Published By DPRJ Universal | Published on Wednesday, 5 November 2025

Exercise Trishul is a large-scale tri-service military drill by India along its western border with Pakistan, showcasing integrated air-land-sea operations. It evokes the 1980s Brasstacks mobilisation, aiming to test joint operational readiness and display compellence. Pakistan views it with suspicion, warning of calibrated responses, emphasizing mutual deterrence and strategic restraint amid heightened regional tensions.

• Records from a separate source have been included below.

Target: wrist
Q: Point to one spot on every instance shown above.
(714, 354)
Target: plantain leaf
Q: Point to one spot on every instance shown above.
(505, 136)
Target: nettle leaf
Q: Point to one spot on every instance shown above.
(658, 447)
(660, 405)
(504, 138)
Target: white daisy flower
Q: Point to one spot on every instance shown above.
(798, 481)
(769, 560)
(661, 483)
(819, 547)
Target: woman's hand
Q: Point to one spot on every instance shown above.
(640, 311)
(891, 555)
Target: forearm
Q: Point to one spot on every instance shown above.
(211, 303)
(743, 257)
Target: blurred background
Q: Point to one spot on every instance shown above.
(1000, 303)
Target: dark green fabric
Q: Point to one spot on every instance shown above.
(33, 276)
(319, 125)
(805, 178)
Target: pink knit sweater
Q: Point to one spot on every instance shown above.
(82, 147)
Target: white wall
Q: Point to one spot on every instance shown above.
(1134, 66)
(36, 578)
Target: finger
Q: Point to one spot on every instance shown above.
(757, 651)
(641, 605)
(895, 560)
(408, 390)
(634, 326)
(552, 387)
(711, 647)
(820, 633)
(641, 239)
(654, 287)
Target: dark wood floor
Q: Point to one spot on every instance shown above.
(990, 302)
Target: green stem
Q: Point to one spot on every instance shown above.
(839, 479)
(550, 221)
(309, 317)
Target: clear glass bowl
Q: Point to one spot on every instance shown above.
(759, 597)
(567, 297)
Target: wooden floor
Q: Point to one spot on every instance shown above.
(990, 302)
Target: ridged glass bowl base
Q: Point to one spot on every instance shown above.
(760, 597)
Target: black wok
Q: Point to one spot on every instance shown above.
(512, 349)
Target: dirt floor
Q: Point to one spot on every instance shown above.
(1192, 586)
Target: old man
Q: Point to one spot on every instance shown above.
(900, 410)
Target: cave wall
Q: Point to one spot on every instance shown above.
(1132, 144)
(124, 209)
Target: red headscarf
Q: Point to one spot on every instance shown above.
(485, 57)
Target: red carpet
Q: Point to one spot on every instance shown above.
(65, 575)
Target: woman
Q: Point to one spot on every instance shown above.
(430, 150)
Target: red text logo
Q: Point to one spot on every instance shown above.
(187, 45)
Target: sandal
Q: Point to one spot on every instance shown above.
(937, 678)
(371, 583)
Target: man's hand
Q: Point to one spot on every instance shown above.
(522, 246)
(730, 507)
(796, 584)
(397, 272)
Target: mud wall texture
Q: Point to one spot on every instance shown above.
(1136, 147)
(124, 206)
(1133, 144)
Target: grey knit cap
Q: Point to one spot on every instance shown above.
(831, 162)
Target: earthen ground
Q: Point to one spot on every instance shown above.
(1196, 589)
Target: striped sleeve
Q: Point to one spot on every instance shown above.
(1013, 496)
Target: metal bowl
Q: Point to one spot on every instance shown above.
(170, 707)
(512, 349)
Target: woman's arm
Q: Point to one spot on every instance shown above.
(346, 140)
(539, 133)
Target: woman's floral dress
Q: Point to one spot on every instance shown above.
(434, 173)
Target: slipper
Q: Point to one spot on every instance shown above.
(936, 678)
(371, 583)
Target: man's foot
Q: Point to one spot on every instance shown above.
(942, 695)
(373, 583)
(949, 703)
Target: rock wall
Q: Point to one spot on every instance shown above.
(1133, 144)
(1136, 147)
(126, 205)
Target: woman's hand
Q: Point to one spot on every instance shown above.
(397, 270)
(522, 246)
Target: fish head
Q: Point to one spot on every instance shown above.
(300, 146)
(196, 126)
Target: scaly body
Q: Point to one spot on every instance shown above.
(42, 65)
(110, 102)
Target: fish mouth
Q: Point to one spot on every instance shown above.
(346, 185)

India's Exercise Trishul, conducted from October 30 to November 10, 2025, is a complex tri-service military exercise involving the Army, Navy, and Air Force, centered along the Gujarat and Rajasthan borders with Pakistan and extending into the Arabian Sea. It aims to enhance interoperability, validate joint operational procedures, and demonstrate India’s capability for integrated multi-domain warfare, including amphibious landings, coastal operations, and expanded maritime presence. The exercise recalls the 1986-87 Brasstacks mobilisation, which escalated Indo-Pak tensions, signaling India’s attempt to operationalise assertive strategies linked to maritime and land domains simultaneously. Pakistan perceives Trishul as a provocation masked as a drill, responding with naval warnings and heightened military alertness, emphasizing calibrated reciprocal actions, asymmetric escalation, and maintaining credible deterrence from Sir Creek to Kandla-Jamnagar. Islamabad stresses restraint and strategic preparedness, warning that any conflict risks severe escalation given the nuclear environment. The exercise also occurs amid India’s policy shifts involving the Afghan Taliban and increased border tensions, interpreted as strategic distractions to divide Pakistan’s focus. Overall, Trishul illustrates ongoing military posturing in South Asia, highlighting the delicate balance of power sustained by readiness and deterrence rather than overt confrontation.